In a letter to Raymond Jyo, deputy district engineer for Program and Project and Management of DOD, Cabrera said the advisory board will allow community members who are the stakeholders to have a voice and actively participate in the decision-making related to their village’s restoration.

The RAB will be composed of DEQ, Honolulu Army Corps and the Historic Preservation Office as standing members. Community members in Tanapag village can sit in the RAB so that they can voice out their concern on certain issues and be kept abreast of the development.

PCB and dioxin contamination spread in Tanapag village when an unknown number of electrical capacitors containing 100 percent PCB oil were left by the U.S. military in the 1960s.

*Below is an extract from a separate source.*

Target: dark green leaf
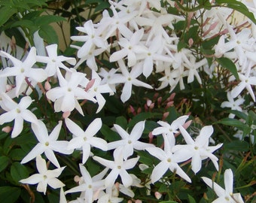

PCBs are a group of manufactured organic chemicals that contain 209 individual chlorinated chemicals (known as congeners). They have been used widely as coolants and lubricants in transformers, capacitors and other electrical equipment.

Manufacturing of PCB was stopped in the United States in 1977 because of evidences pointing to its harmful effects on the environment and people’s health.

Experiments conducted on animals show that PCBs caused cancer as well as affected their immune, reproductive, nervous and endocrine systems. Studies in humans have raised further concerns regarding the cancer-causing potential of PCBs.

DEQ was only notified about the presence of these ceramic PCB capacitors in 1988. Residents had used these electrical capacitors in the village as boundary markers, road blocks for driveways, windbreaks for barbecue sites and headstones after they were abandoned by the US military. Others used the inner phenolic linings of the capacitors as rooftop decorations.